She had to fight constantly to tell herself that they would get him there, that they had a chance, and that the journey's purpose wasn't merely empty hope meant to forestall the truth.
The last time Kahlan had felt this helpless, felt this sense of Richard's life slipping away, she'd at least had one solid chance available to her to save him. She'd had no idea, at the time, that that one chance taken would be the catalyst that would initiate a cascade of events that would begin the disintegration of magic itself.
She was the one who had made the decision to take that chance, and she was the one responsible for all that was now coming to pass. Had she known what she now knew, she would have made the same decision-to save Richard's life-but that made her no less liable for the consequences.
She was the Mother Confessor, and, as such, was responsible for protecting the lives of those with magic, of creatures of magic. And, instead, she might very well be the cause of their end.
Kahlan sprang to her feet, sword in hand, when she heard Cara's whistled birdcall to alert them to her return. It was a birdcall Richard had taught her.
Kahlan slid the shutter on the lantern open all the way to provide more light. She saw Tom, hand resting on the silver-handled knife at his belt, rise from the nearby rock where he'd been sitting as he watched over both the camp and the man Kahlan had touched with her power. The man still lay on the ground at Tom's feet where Kahlan had ordered him to stay.
"What is it?" Jennsen whispered as she appeared at Kahlan's side, hastily rubbing the sleep from her eyes.
"I'm not sure, yet. Cara signaled, so she must have someone with her."
Cara walked in out of the darkness, and, as Kahlan had suspected, she was pushing a man ahead of her. Kahlan frowned, trying to recall where she'd seen him before. She blinked, then, realizing it was the young man they had come across a week or so back-Owen.
"I tried to get to you sooner!" Owen cried out when he saw Kahlan. "I swear, I tried."
Holding him by the shoulder of his light coat, Cara marched the man closer, then yanked him to a halt in front of Kahlan.
"What are you talking about?" Kahlan asked.
When Owen caught sight of Jennsen standing behind Kahlan's shoulder, he paused with his mouth hanging open for an instant before he answered.
"I meant to get to you earlier, I swear," he said to Kahlan, sounding on the verge of tears. "I went to your camp." He clutched his light coat closed at his chest as he began to tremble. "I, I saw… I saw all the…
remains. Dear Creator, how could you be so brutal?"
Kahlan thought Owen looked like he might throw up. He covered his mouth and closed his eyes as he shook.
"If you mean all those men," Kahlan said, "they tried to capture us, to kill us. We didn't collect them from their rocking chairs beside their hearths and bring them out into this wasteland where we slaughtered them.
They attacked us; we defended ourselves."
"But, dear Creator, how could you…" Owen stood before her, unable to control his shivering. He closed his eyes. "Nothing is real. Nothing is real. Nothing is real." He repeated it over and over, as if it were an incantation meant to protect him from evil.
Cara forcibly dragged Owen back a bit and sat him down on a shelf of rock. Eyes closed meditatively, he mumbled "Nothing is real" to himself continually while Cara took up a position to the left side of Kahlan.
"Tell us what you're doing here," Cara commanded in a low growl.
Although she didn't say it, the "or else" was clear enough.
"And be quick about it," Kahlan said. "We have enough trouble and we don't need you added on top of it."
Owen opened his eyes. "I went to your camp to tell you about it, but…
all those bodies…"
"We know about what happened back there. Now, tell us why you're here."
Kahlan was at the end of her patience. "I'm not going to ask you again."

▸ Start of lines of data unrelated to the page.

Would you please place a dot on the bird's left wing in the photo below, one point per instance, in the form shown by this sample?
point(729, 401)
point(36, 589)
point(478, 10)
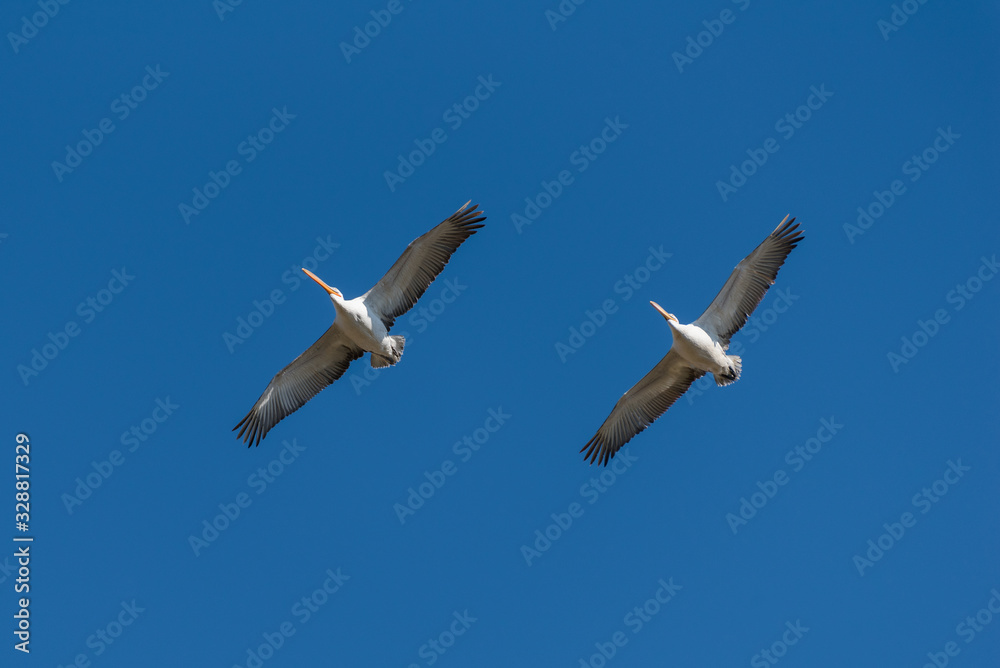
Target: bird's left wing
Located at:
point(749, 281)
point(322, 363)
point(420, 263)
point(640, 406)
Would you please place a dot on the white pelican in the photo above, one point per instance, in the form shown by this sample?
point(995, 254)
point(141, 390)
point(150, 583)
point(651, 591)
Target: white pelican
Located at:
point(361, 325)
point(698, 348)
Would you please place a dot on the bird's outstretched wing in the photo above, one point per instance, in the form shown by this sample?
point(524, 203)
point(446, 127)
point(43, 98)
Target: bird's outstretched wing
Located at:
point(749, 281)
point(640, 406)
point(420, 263)
point(322, 363)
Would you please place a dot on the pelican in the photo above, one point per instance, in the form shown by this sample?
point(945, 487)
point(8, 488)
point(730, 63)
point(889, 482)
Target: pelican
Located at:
point(698, 348)
point(361, 325)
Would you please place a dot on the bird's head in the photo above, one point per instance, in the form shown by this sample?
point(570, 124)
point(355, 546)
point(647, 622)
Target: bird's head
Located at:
point(333, 292)
point(669, 316)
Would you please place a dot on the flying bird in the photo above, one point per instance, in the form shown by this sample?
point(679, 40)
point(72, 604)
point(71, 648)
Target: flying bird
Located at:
point(698, 348)
point(361, 325)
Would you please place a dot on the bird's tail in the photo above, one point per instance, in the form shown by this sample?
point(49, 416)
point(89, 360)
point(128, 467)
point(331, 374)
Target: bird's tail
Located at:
point(732, 374)
point(379, 361)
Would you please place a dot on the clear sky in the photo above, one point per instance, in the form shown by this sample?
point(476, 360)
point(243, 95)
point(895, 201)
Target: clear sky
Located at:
point(168, 170)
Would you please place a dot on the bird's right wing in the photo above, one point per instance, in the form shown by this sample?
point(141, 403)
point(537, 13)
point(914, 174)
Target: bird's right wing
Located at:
point(420, 263)
point(322, 363)
point(640, 406)
point(749, 281)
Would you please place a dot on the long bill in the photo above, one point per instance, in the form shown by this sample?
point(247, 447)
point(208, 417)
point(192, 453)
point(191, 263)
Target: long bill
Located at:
point(332, 291)
point(668, 316)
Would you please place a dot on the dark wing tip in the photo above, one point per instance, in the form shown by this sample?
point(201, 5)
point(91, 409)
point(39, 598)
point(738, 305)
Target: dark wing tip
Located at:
point(789, 232)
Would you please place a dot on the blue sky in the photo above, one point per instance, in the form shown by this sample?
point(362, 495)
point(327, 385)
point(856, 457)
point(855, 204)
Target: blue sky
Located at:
point(168, 170)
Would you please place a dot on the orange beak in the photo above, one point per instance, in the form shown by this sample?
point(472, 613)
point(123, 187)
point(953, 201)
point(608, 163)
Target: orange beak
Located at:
point(668, 316)
point(332, 291)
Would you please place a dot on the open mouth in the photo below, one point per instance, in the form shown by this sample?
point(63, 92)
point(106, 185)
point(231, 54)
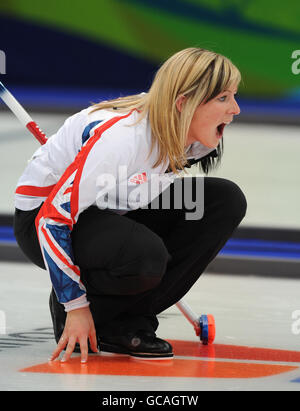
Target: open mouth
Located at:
point(220, 130)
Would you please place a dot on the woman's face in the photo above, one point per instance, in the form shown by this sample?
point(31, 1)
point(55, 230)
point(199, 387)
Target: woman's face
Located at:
point(209, 119)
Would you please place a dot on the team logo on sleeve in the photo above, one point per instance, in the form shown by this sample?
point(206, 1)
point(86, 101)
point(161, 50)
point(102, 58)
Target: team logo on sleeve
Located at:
point(138, 179)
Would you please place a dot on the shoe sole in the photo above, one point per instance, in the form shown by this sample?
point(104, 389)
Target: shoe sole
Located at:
point(115, 349)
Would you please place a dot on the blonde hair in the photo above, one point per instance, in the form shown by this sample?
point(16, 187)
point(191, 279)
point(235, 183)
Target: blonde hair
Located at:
point(199, 75)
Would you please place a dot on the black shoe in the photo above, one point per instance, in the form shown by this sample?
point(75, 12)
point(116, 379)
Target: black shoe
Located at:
point(141, 344)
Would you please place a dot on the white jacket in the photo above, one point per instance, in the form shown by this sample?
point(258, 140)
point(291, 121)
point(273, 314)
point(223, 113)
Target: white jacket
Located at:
point(95, 158)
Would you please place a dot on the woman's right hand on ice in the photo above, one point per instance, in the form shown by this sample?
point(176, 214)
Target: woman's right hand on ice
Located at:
point(79, 328)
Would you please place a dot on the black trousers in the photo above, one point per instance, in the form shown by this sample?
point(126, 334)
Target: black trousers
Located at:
point(136, 265)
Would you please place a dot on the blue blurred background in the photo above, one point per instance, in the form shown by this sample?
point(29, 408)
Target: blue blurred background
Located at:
point(63, 55)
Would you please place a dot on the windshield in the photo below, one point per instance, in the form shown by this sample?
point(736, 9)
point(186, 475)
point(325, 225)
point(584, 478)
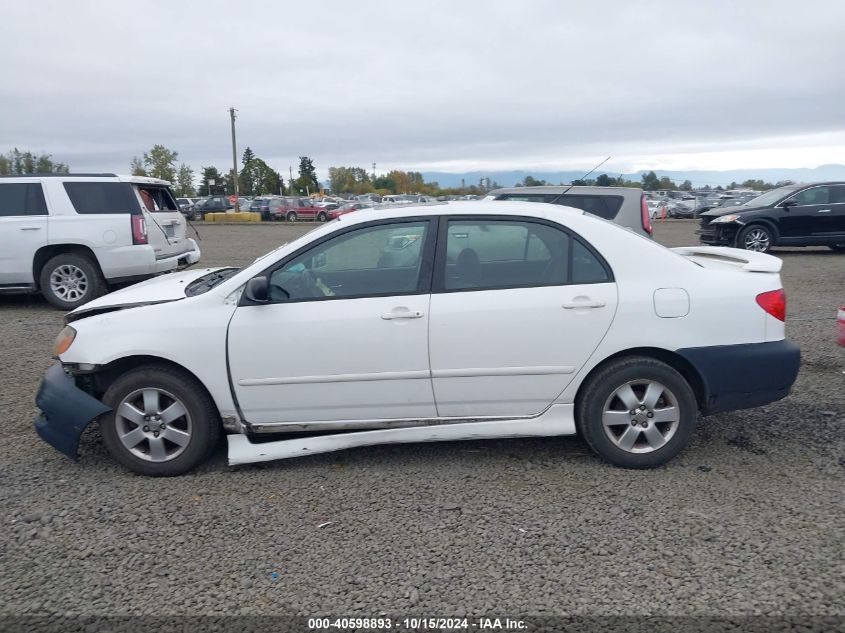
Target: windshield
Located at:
point(771, 197)
point(207, 282)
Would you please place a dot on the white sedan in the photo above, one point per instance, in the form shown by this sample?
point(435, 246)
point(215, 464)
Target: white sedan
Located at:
point(453, 322)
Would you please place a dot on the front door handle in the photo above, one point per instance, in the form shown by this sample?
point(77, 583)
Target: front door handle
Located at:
point(404, 314)
point(574, 305)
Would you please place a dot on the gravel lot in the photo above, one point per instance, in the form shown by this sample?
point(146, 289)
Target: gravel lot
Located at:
point(747, 521)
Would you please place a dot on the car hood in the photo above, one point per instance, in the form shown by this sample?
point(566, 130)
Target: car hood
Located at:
point(168, 287)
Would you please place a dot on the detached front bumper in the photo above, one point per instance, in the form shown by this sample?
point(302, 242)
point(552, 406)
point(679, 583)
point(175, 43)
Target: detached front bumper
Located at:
point(65, 411)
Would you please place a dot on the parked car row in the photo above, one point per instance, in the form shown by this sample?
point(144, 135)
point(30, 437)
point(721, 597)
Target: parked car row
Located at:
point(71, 237)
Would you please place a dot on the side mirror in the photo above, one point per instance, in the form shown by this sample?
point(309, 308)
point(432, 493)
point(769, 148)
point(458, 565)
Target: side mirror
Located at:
point(257, 290)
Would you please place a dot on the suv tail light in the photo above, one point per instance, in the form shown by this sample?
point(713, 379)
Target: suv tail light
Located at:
point(773, 302)
point(646, 216)
point(139, 229)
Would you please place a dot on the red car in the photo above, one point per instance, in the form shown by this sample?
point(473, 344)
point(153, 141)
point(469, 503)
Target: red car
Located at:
point(347, 208)
point(293, 209)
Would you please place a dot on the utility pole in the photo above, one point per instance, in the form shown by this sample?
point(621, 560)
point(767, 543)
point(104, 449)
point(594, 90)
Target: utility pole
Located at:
point(234, 159)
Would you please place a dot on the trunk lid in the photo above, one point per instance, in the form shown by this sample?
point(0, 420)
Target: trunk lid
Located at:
point(724, 258)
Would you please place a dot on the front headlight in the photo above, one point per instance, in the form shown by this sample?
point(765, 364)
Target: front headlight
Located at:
point(726, 218)
point(63, 341)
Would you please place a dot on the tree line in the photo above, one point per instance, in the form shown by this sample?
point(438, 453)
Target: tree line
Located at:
point(18, 163)
point(256, 177)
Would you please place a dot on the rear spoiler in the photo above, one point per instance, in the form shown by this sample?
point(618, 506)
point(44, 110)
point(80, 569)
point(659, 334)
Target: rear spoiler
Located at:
point(744, 260)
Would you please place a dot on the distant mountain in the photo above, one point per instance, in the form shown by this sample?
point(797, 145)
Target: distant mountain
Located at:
point(698, 178)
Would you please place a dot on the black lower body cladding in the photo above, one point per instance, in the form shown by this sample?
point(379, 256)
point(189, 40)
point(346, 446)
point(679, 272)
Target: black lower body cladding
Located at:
point(744, 376)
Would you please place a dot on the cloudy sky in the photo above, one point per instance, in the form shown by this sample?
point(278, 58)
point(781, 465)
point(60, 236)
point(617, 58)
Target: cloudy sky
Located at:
point(429, 85)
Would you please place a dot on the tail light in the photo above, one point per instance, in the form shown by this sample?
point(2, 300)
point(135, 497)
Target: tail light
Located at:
point(139, 229)
point(773, 302)
point(646, 216)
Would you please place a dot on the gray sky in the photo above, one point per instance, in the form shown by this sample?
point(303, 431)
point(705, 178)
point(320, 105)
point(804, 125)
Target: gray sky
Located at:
point(447, 86)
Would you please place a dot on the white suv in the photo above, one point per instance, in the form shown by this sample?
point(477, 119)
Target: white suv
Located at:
point(71, 236)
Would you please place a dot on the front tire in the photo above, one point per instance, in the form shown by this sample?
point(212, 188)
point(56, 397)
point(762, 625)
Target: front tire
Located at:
point(162, 423)
point(68, 280)
point(636, 412)
point(756, 238)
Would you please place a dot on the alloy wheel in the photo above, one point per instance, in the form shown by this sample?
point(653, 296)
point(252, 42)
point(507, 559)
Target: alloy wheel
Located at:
point(757, 240)
point(69, 283)
point(641, 416)
point(153, 424)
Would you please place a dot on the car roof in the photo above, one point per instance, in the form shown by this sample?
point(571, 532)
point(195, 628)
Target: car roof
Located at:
point(569, 189)
point(540, 210)
point(140, 180)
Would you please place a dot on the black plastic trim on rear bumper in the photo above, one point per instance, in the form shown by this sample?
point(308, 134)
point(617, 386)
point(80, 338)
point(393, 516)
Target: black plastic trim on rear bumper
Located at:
point(746, 375)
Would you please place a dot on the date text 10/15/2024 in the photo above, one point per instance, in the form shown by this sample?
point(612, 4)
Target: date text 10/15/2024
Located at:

"Lord Rahl," Owen wailed, tears bursting forth at last.
"Lord Rahl what," Kahlan demanded through gritted teeth.
"Lord Rahl has been poisoned," he blurted out as he wept.
Gooseflesh prickled up Kahlan's legs. "How can you possibly know such a thing is true?"
Owen stood, clutching twisted wads of his coat at his chest. "I know,"
he cried, "because I'm the one who poisoned him."
Could it be? Could it be that it wasn't really the runaway power of the gift killing Richard, but poison? Could it be that they had it all wrong?
Could it be that it was all caused by this man poisoning Richard?
Kahlan felt her sword's hilt slip from her fingers as she started for the man.
He stood watching her come, like a fawn watching a mountain lion about to leap.
Kahlan knew there was something strange about this man. Richard, too, had thought there was something unsettling about him, something not quite right.
Somehow, this quaking stranger had poisoned Richard.
Richard barely hung to life. He was suffering and in pain. This man had been the cause of it all. Kahlan would know why, and she would know the truth of it.